Can AI keep a secret? The implications of human-like AI and data privacy

As generative artificial intelligence advances, data privacy concerns are growing. AI models such as ChatGPT process vast amounts of information instantaneously, raising questions about how much personal data they retain and how easily that data could be exposed.

Dr. Niloofar Mireshghallah, a postdoctoral scholar for Computer Science at the University of Washington, spoke at the University of Wisconsin-Madison on Monday about growing concerns over data integrity and privacy in generative artificial intelligence.

“Privacy isn’t just an incentive for companies to look good anymore,” Mireshghallah said. “They actually need to build better models. And the consequences of having a data leak is much higher than ever because the data is more intimate than it ever was.”

AI privacy risks and model leakage

Large language models (LLMs) such as ChatGPT can access personal information by sifting through vast amounts of training data collected from billions of online resources, according to a 2023 study. Researchers at Google found that by using keywords, users could extract contact information such as names, phone numbers and email addresses from these models.

“The control we have over what we produce is very little,” Mireshghallah said.

Data scientists use membership interference testing to determine what information a model has memorized from its training data.

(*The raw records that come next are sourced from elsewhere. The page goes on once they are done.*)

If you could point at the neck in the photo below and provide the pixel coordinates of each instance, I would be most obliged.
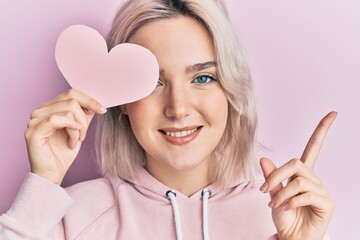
(187, 182)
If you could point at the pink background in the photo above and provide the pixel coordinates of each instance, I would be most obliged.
(305, 61)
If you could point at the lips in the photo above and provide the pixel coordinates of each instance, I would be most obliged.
(180, 136)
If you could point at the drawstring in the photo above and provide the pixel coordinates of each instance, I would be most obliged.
(206, 194)
(172, 195)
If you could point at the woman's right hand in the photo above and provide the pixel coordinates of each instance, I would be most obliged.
(55, 133)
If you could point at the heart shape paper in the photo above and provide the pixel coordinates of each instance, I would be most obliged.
(126, 74)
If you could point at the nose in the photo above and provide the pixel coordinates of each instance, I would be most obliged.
(178, 102)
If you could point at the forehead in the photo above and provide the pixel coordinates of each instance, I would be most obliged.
(182, 40)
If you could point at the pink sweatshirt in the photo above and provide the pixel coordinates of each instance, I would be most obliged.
(112, 208)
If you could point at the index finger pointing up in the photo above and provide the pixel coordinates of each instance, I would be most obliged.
(316, 140)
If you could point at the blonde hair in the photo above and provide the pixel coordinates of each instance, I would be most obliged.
(118, 151)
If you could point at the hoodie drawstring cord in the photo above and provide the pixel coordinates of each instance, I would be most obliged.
(206, 194)
(172, 195)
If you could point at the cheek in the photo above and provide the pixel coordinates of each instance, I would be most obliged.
(142, 115)
(218, 108)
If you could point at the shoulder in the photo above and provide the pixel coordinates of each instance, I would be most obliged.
(94, 203)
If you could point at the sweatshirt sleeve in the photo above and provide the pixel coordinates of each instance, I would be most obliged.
(37, 211)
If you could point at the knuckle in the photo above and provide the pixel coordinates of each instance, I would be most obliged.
(71, 93)
(28, 134)
(296, 163)
(51, 119)
(94, 103)
(310, 197)
(73, 104)
(69, 114)
(300, 182)
(34, 114)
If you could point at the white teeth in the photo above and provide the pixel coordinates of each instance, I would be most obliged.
(181, 134)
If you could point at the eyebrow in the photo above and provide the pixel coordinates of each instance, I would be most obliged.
(196, 67)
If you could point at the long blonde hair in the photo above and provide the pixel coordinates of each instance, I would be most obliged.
(118, 151)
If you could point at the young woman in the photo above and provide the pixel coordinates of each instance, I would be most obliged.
(179, 163)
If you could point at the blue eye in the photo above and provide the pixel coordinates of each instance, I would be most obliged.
(204, 79)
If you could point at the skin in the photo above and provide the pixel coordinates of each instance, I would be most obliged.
(180, 101)
(301, 210)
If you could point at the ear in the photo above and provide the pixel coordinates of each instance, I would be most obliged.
(123, 109)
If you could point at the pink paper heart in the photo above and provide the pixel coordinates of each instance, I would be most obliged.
(126, 74)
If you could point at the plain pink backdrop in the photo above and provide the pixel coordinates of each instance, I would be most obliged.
(305, 61)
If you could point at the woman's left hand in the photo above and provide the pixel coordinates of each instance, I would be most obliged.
(302, 209)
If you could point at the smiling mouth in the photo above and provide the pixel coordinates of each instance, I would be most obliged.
(180, 136)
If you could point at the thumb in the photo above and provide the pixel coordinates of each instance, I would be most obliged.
(268, 167)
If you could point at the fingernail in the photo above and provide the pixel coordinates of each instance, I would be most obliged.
(264, 187)
(286, 206)
(271, 204)
(102, 109)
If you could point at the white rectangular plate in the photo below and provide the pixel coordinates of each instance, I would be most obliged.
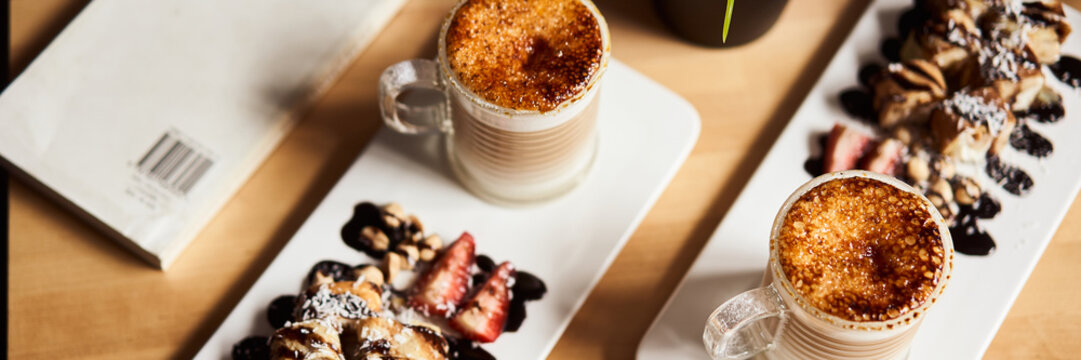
(646, 132)
(962, 324)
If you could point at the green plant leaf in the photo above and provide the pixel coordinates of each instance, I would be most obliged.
(728, 20)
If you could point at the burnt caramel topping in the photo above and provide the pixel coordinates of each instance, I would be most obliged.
(862, 250)
(524, 55)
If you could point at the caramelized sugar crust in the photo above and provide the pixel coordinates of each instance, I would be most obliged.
(524, 54)
(861, 250)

This data, sourced from articles, books and other written media, teaches the model how to understand and generate language by providing insights into the relationships between words.

A simple way to test if a data point was used in the model’s training is to set a “loss score,” which measures certainty in predicting the next word while generating text, Mireshghallah said. A lower loss score suggests the model may have memorized the data rather than generating content based on learned patterns.

To further assess memorization, researchers use the “area under curve”(AUC) metric, which measures how well a model can differentiate between two sets of data. A higher AUC score may mean the model memorized its training data, making it easier for attackers to identify the data and increasing the risk of leakage.

LLMs exhibit recency bias, meaning they are more likely to memorize data seen later in their training, according to Mireshghallah. This is because once AI models understand a language, it can recall more information.

“It’s harder for me to memorize a poem in Chinese than it is for me to memorize it in English or Farsi because I already know the language. And I think it’s the same thing with models,” Mireshghallah said. “If you have a model that has an idea of the language, it will soak up new data much faster.”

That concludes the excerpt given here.